Dass dies durchaus signifikante Auswirkungen hat, zeigt ein Beispiel: Rechnet man die neuen Erkenntnisse auf die gesamte Dauer seit der letzten Eiszeit um, ist Grönland für einen deutlich größeren Teil des Meeresspiegelanstiegs verantwortlich. Statt um drei Meter ist der Meeresspiegel demnach aufgrund des geschmolzenen Grönland-Eises sogar um vier Meter gestiegen. Herausgefunden haben die Wissenschaftler die grönländische Besonderheit durch eine genaue GPS-Vermessung. Diese untersuchte das Phänomen der sogenannten postglazialen Landhebung. Denn wenn die Gletscher schmelzen, lässt auch der Druck auf die darunter liegenden Landmassen nach und diese steigen langsam nach oben. Die Messungen ergaben nun, dass dieser Prozess schneller verläuft als angenommen, was wiederum Rückschlüsse auf die Dicke der Landmasse zuließ.

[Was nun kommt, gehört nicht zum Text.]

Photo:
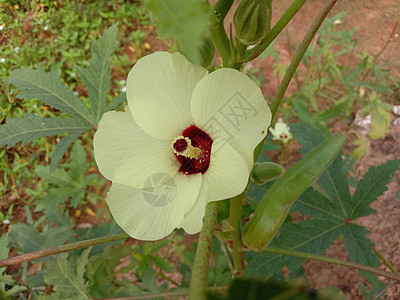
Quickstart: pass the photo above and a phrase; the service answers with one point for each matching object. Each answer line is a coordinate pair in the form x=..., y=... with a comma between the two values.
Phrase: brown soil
x=376, y=20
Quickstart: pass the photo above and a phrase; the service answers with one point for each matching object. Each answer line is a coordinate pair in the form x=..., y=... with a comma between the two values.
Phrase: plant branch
x=300, y=53
x=198, y=280
x=235, y=220
x=218, y=32
x=64, y=248
x=336, y=261
x=384, y=260
x=278, y=27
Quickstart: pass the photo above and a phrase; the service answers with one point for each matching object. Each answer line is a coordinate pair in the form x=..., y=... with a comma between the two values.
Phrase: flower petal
x=227, y=104
x=126, y=154
x=151, y=214
x=228, y=173
x=194, y=218
x=159, y=90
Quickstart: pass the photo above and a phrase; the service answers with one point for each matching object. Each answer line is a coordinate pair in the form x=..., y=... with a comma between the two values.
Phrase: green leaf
x=332, y=217
x=101, y=270
x=61, y=148
x=46, y=86
x=359, y=249
x=185, y=21
x=311, y=236
x=3, y=249
x=277, y=201
x=78, y=164
x=32, y=127
x=59, y=177
x=363, y=144
x=30, y=240
x=380, y=122
x=97, y=77
x=371, y=187
x=246, y=288
x=67, y=279
x=121, y=98
x=162, y=262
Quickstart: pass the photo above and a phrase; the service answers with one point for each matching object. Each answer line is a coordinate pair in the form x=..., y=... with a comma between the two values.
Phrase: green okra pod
x=277, y=201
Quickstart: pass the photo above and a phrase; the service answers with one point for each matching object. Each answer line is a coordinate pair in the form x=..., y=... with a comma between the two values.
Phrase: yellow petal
x=151, y=214
x=228, y=173
x=229, y=105
x=194, y=218
x=159, y=89
x=126, y=154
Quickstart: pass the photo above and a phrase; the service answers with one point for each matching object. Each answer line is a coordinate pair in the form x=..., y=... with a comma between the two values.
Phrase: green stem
x=162, y=295
x=336, y=261
x=299, y=54
x=278, y=27
x=65, y=248
x=384, y=260
x=235, y=220
x=198, y=281
x=218, y=32
x=282, y=153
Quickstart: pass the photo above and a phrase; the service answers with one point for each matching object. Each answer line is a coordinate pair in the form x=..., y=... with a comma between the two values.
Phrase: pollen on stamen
x=183, y=146
x=180, y=145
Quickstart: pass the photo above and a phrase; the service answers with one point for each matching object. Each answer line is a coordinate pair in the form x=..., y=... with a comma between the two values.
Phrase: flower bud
x=206, y=54
x=252, y=20
x=265, y=172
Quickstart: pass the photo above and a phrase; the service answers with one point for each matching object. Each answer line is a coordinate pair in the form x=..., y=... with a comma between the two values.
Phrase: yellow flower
x=281, y=132
x=186, y=138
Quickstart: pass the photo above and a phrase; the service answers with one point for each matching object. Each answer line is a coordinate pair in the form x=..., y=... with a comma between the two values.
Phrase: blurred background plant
x=44, y=209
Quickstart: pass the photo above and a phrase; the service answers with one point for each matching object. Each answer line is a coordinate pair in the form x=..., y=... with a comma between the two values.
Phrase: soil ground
x=375, y=20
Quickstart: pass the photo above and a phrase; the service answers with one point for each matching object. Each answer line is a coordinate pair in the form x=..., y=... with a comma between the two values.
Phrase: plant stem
x=282, y=153
x=384, y=260
x=198, y=281
x=300, y=53
x=218, y=32
x=278, y=27
x=235, y=220
x=64, y=248
x=290, y=45
x=336, y=261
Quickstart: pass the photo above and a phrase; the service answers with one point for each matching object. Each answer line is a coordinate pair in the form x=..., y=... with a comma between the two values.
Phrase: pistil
x=183, y=146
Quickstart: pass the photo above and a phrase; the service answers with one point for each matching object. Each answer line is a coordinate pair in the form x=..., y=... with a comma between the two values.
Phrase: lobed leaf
x=61, y=148
x=371, y=187
x=32, y=127
x=121, y=98
x=97, y=77
x=3, y=249
x=67, y=280
x=46, y=86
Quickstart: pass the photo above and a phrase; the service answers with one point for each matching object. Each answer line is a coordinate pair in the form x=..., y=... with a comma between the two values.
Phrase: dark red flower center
x=200, y=140
x=180, y=145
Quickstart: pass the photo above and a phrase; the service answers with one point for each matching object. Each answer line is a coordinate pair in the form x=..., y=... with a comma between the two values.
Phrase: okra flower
x=281, y=132
x=186, y=138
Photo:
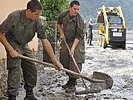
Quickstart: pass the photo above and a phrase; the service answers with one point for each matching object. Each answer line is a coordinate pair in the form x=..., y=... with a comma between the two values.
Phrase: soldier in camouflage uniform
x=15, y=32
x=70, y=26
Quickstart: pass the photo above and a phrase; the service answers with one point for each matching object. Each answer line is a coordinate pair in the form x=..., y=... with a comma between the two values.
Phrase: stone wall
x=3, y=77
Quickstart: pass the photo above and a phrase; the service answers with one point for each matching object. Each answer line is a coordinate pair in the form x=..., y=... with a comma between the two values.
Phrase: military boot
x=12, y=97
x=71, y=87
x=30, y=95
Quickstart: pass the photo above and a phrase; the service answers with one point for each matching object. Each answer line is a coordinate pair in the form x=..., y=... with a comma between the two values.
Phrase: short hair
x=34, y=5
x=75, y=2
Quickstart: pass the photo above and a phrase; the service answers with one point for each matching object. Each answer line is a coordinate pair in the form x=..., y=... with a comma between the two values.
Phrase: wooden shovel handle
x=66, y=70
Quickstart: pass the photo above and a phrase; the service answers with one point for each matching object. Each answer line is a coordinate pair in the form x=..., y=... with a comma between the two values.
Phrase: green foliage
x=52, y=8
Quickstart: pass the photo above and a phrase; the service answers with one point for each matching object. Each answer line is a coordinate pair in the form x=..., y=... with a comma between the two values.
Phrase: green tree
x=52, y=8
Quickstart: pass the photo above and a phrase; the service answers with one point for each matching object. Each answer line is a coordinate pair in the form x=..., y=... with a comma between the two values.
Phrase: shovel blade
x=100, y=86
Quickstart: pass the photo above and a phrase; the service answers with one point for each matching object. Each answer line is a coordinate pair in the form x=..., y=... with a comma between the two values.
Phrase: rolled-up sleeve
x=40, y=29
x=79, y=28
x=7, y=24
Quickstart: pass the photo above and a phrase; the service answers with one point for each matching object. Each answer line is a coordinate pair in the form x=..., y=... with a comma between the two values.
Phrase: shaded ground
x=117, y=63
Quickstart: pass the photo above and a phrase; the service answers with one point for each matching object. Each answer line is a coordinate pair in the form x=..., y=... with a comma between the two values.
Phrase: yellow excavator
x=111, y=27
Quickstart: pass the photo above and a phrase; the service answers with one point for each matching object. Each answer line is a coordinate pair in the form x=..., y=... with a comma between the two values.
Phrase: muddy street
x=117, y=63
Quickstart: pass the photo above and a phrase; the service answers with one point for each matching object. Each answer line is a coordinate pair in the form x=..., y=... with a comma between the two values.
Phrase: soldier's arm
x=60, y=29
x=9, y=48
x=5, y=27
x=47, y=46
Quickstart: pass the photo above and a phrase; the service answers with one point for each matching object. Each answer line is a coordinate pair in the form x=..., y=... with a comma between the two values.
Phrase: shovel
x=102, y=82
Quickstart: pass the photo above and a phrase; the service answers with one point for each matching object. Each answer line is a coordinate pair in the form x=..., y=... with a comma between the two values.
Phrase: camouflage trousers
x=67, y=61
x=20, y=67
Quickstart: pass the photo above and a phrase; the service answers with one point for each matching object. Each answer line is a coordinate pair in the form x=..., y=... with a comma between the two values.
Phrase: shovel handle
x=66, y=70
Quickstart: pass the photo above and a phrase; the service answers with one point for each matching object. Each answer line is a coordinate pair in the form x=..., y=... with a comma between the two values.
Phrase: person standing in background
x=16, y=31
x=70, y=26
x=90, y=33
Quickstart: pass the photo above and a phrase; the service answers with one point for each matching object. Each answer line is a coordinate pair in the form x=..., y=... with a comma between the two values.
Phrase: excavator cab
x=114, y=28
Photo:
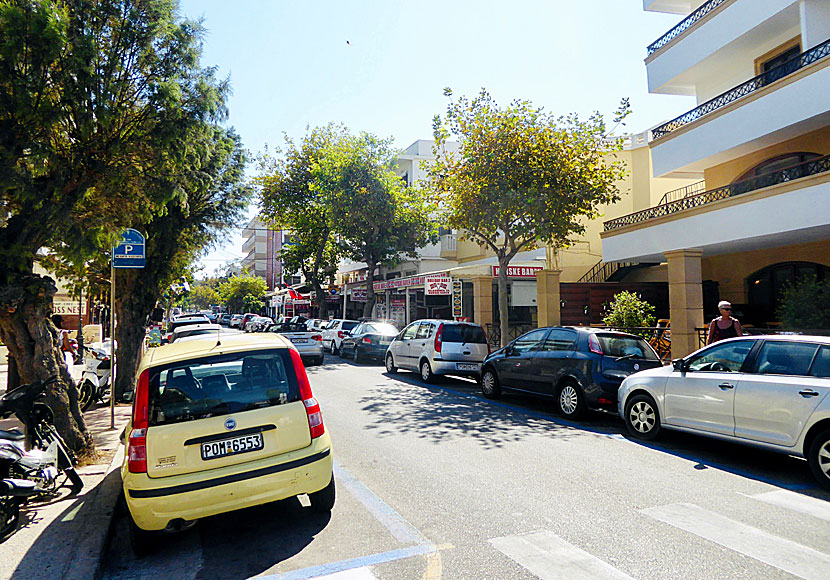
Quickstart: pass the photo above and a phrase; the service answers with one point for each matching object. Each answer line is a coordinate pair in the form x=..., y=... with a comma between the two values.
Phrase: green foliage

Die Eisschmelze reicht bis in die Zentralarktis

Aktuell schmilzt aber nicht nur auf Grönland das Eis dauerhaft. Auch der Rest der Arktis ist in diesem Sommer von einer starken Eisschmelze betroffen. Bis hin zum Nordpol taute das Eis in diesem Jahr auf. Als Grund haben die Forscher dabei die zunehmende Erderwärmung in Folge des Klimawandels ausgemacht. Dieser Trend lässt sich dabei weltweit beobachten. So ist inzwischen auch die Nordwestpassage nördlich von Kanada grundsätzlich wieder für Schiffe befahrbar. In diesem Jahr fuhr dort beispielsweise bereits ein riesiges Kreuzfahrtschiff entlang. Eine Tour, die noch vor wenigen Jahrzehnten undenkbar schien.